L’idée initiale de créer un festival du film ne s’est pas concrétisée. Le festival a fait place à une plateforme médiatique, mais le principe reste le même, évalue Jennings. "Braquer les projecteurs sur la créativité en Afrique et, ensemble, faire quelque chose de beau et de significatif. Ici, sur le continent et bien au-delà, il y a énormément de jeunes talents dont le travail sera encouragé et mis en valeur par une plateforme mondiale." On a gardé le nom imaginé par Alassane: ‘nataal’ signifie ‘image, réflexion et abondance’, en fulani, un dialecte d’Afrique de l’Ouest. "Ce qui s’inscrit dans le fil de notre vision", précise Jennings.
En 2015, le trio se lance avec un magazine lifestyle en ligne, suivi, en mai dernier, par la première version papier de Nataal. Jennings supervise le contenu rédactionnel depuis Londres; Hemmings en est la directrice artistique et Allasane, rédacteur en chef. Il est difficile à joindre. "Sy ne pourra pas vous parler maintenant, il est en voyage pour son premier long métrage", s’excuse Jennings.
Premier numéro
Les Africains et la diaspora du continent noir jouent les vedettes sur 366 pages de mode, d’art et de musique: voilà ce que propose le premier numéro de Nataal, sur le thème de ‘Future Gaze’, un regard sur l’avenir. En parfait accord avec la philosophie de la photographe sud-africaine Kristin-Lee Moolman qui, via des reportages photographiques clairs et interpellants, a l’ambition de communiquer ‘un nouveau mythe africain’.

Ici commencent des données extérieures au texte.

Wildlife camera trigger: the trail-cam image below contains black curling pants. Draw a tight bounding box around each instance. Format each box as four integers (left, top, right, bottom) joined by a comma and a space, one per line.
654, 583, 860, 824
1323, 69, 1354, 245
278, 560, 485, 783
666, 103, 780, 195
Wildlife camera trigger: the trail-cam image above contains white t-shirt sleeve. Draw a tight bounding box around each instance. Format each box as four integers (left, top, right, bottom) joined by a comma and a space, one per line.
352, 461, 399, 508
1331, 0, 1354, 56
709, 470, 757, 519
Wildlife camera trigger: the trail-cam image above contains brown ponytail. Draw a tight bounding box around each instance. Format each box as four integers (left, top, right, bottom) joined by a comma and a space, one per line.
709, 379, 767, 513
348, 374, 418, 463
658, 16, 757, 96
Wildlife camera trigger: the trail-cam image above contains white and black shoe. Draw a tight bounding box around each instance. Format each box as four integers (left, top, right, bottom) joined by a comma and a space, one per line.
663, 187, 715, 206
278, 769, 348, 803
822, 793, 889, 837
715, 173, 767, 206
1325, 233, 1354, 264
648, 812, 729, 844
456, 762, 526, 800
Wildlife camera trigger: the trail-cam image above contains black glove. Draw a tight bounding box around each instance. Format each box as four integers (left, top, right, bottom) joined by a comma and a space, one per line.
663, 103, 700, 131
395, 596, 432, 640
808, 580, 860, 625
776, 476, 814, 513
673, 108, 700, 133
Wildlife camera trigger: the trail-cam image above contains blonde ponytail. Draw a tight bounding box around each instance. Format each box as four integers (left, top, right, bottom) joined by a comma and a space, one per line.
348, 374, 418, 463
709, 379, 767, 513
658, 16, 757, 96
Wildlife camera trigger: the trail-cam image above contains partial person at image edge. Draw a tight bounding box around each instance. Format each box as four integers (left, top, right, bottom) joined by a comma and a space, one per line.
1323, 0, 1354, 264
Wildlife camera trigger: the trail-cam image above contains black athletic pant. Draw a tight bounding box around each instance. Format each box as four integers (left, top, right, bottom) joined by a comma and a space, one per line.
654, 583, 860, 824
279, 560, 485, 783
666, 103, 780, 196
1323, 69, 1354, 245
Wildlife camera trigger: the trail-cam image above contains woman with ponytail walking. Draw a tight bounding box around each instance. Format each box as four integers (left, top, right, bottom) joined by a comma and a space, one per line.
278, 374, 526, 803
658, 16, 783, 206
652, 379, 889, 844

Cette année-là, Dior lui demande de faire les images de sa collection croisière. Autre commande, de Nataal cette fois: photographier à Londres des kids anarchistes, dont ‘Jay Jay’, ado à la coupe de cheveux géométrique et au trait d’eyeliner affirmé. Pour l’interview de l’artiste Baloji, ses clichés sont encore plus nombreux: ils ont déjà souvent travaillé ensemble et sont allés au Congo au printemps dernier pour l’artwork du nouvel album du Belgo-Congolais, ’137 Avenue Kaniama’.
Baloji, qui est aussi un grand esthète, y a ajouté une prise de vues de mode, si bien que des vêtements de labels belges tels que Jan-Jan Van Essche, Café Costume et Dries Van Noten se sont également retrouvés dans ce premier numéro.
Au sommaire: des reportages sur des hommes au style seventies à Londres et des femmes intrépides à Dakar, dont la top model sénégalaise Mame Thiane Camara dans le rôle principal.
On y trouve Something for You, un groupe de musique basé à Londres aux influences R&B nineties, ainsi que de jeunes musiciens au Nigeria qui doivent leur succès grandissant à Internet. Il y a de nouveaux artistes et les fières majorettes de Delft - pas la ville hollandaise somnolente, mais le township de la banlieue du Cap, en Afrique du Sud. Et aussi une petite visite chez Laurence Leenaert, qui a troqué Gand contre Marrakech voici plusieurs années pour y créer des objets d’intérieur et de la mode.
On l’aura compris, le réseau de Nataal est no limit, comme son radar. Dans ce premier opus, aucun cliché n’a été épargné. "Nous travaillons sur un deuxième numéro à paraître au printemps prochain", conclut Jennings. "Espérons qu’il sera plus épais, et plus provocateur!"